Mr Barber says it's important that schools work closely with families and the community to encourage "active transport" – for example, by informing bike shops about the program and meeting police youth resource officers and local government transport officers.
Fairfield Primary principal Judy Walsh says the school is encouraging the entire school community to "make an extra effort to use active transport". On its "ride to school" day last November (organised by grades 5-6 students with water bottles donated by the local bike centre as prizes), 76 per cent of children walked or used bikes, scooters, skateboards, skates and even a unicycle.
"We also do the 'hands up' surveys and are finding that the percentages are growing each month," Ms Walsh says. "We expect this change to continue once our bike shed is built."
The school runs bike education programs and is working with VicRoads and Darebin City Council traffic engineers to establish neighbourhood routes, including curb extensions and raised walkways to slow traffic and give priority to cyclists and pedestrians.

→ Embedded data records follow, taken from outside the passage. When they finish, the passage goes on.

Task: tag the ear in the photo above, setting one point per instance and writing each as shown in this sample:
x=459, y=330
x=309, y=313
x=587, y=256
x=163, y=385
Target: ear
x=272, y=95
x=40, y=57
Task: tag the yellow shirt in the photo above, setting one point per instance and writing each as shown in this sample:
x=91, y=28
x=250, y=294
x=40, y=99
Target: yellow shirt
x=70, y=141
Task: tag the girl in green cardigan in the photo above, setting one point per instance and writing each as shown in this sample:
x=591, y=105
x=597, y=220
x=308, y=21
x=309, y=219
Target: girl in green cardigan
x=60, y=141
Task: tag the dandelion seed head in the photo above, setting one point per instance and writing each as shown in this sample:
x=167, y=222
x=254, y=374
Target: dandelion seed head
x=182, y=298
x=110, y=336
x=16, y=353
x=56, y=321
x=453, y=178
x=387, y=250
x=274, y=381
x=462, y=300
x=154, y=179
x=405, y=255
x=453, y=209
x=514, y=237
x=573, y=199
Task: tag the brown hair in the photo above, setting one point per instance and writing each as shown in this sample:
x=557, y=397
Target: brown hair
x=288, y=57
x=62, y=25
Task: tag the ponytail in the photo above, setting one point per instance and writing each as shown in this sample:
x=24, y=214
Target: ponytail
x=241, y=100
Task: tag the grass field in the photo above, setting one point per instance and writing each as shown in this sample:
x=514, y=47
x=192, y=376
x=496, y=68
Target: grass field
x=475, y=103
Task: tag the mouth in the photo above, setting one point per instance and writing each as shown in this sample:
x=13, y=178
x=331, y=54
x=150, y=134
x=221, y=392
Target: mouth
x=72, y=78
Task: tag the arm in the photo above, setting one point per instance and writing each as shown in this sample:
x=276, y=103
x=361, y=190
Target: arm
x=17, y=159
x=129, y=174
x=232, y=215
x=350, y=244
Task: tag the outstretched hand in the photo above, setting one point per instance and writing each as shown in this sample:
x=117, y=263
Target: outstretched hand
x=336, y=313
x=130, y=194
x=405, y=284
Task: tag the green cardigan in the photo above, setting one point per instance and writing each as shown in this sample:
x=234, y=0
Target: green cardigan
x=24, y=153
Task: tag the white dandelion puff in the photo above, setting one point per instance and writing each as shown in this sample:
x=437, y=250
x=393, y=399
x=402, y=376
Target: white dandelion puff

Cambridge Primary School assistant principal Nella Cascone says it held a five-kilometre "Tour de Werribee" – staged over two Fridays – cycling through parkland for students, teachers and parents. Local police and Bicycle Victoria representatives attended and a local fruitererdonated apples. Cambridge also holds "ride to school" days, promotes active transport in its newsletter and plans to build a bike shed. "Previously the majority of our kids were driven but, since the introduction of the program, more are cycling and walking," Mrs Cascone says. "It varies – for example, there are more in spring and summer than winter – but we believe we've turned the corner."
The school conducts bike training and recommends that children (if not accompanied by parents) walk in groups. "Parents are realising the importance of children being active. However, there is a greater likelihood of them being involved if we make it fun and safe."
The national president of the non-profit Kidsafe, Nigel Webster, warns that children must wear a correctly fitted helmet to prevent head injuries. Kidsafe, the Royal Children's Hospital, Sydney Children's Hospital, Rosebank Helmets and the Amy Gillett Foundation are running a safe-cycling campaign for primary schools, including how to fit and wear helmets.
"We're not about preventing children from having fun or stretching the boundaries – but we want to stretch them in a safe way," Mr Webster says. "It's also important that adults model safe behaviour by wearing their helmets."